A big part of the relief from seeing a psychologist in Mumbai is knowing that you are doing something to address your issues. Knowing that you have a built-in support system that you can visit once a week is also reassuring. Additionally, if you're so motivated, it might be highly beneficial to join a support group for others going through similar problems to you, like divorce. It's not that suffering likes company, but it may be incredibly comforting to be with others who are going through the same things.

  • You can rewire your brain

The ability of therapy to effect change at the level of the brain is one of its fascinating features. There is strong evidence that talk therapy has a similar effect to medicine in treating depression. Psychotherapy has been demonstrated to change activity in the medial prefrontal cortex, the anterior cingulate cortex, the hippocampus, and the amygdala using brain imaging techniques. These regions are engaged in executive control, emotion, self-referential thoughts (also known as "me"-centered worry thoughts), and fear.

  • Physical symptoms vanish over time

Physical symptoms can be brought on by psychological stress or even just general apathy, and depression and anxiety are known to have major, and occasionally crippling, physical impacts. If therapy is successful, going to therapy might be able to help these problems go away. One's body frequently responds when people suppress their emotions and keep them hidden from conscious awareness instead of expressing them. It functions as a warning barometer. There is a problem that demands addressing. Our body responds to stress and emotional pain by somatizing in a variety of ways, including stomachaches, headaches, trouble sleeping, and ulcers.

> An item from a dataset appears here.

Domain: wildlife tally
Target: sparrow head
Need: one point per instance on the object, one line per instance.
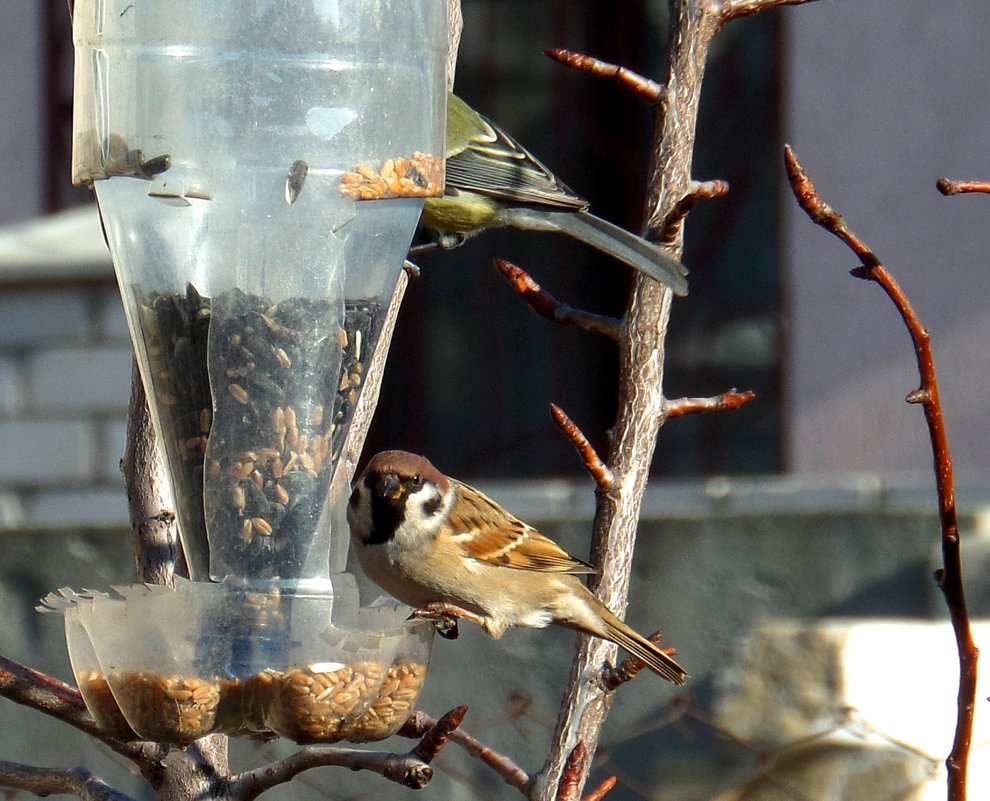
(398, 494)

  • Repressed emotions are addressed

The biggest problem with not talking about things is that unspoken emotions and traumas can build up and eventually explode. Suppressing or dampening one's feelings won't make them disappear. If anything, they linger and fester until exploding in response to a neutral remark. Even if you don't subsequently experience a full breakdown, failing to adequately process events and feelings frequently results in negative thought patterns that can affect many aspects of your life, including your interactions with your spouse, parents, children, coworkers, and even yourself. Learning to process them will therefore impact the way you move in a variety of ways.

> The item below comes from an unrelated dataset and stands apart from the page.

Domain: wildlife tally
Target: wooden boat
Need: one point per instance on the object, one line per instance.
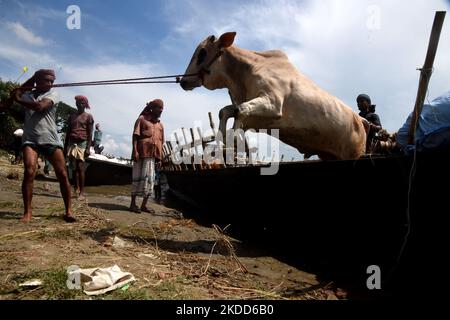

  • A new perspective is gained on other people

One fantastic advantage of the therapy is that it improves both your understanding of yourself and that of other people. Without processing our negative ideas, they get embedded in our minds, causing us to view the world through that lens and make numerous assumptions that may or may not be accurate. It's far simpler to comprehend people's goals and motivations when there aren't the clutter of your own (sometimes incorrect) assumptions.

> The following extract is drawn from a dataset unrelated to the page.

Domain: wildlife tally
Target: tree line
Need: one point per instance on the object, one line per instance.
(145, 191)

  • It builds a framework to deal with future tribulations better

Knowing how to handle both big and minor difficulties in a healthy way is a crucial ability because they will occasionally arise. Gaining a better understanding of oneself comes through talking things through with a friend and thinking about the emotions that are triggered and why. Then, one is more liberated to consider how to react in a more proactive manner. The secret is to figure out how to develop a game plan to deal with circumstances rather than letting them consume you (and it takes a lot of practice).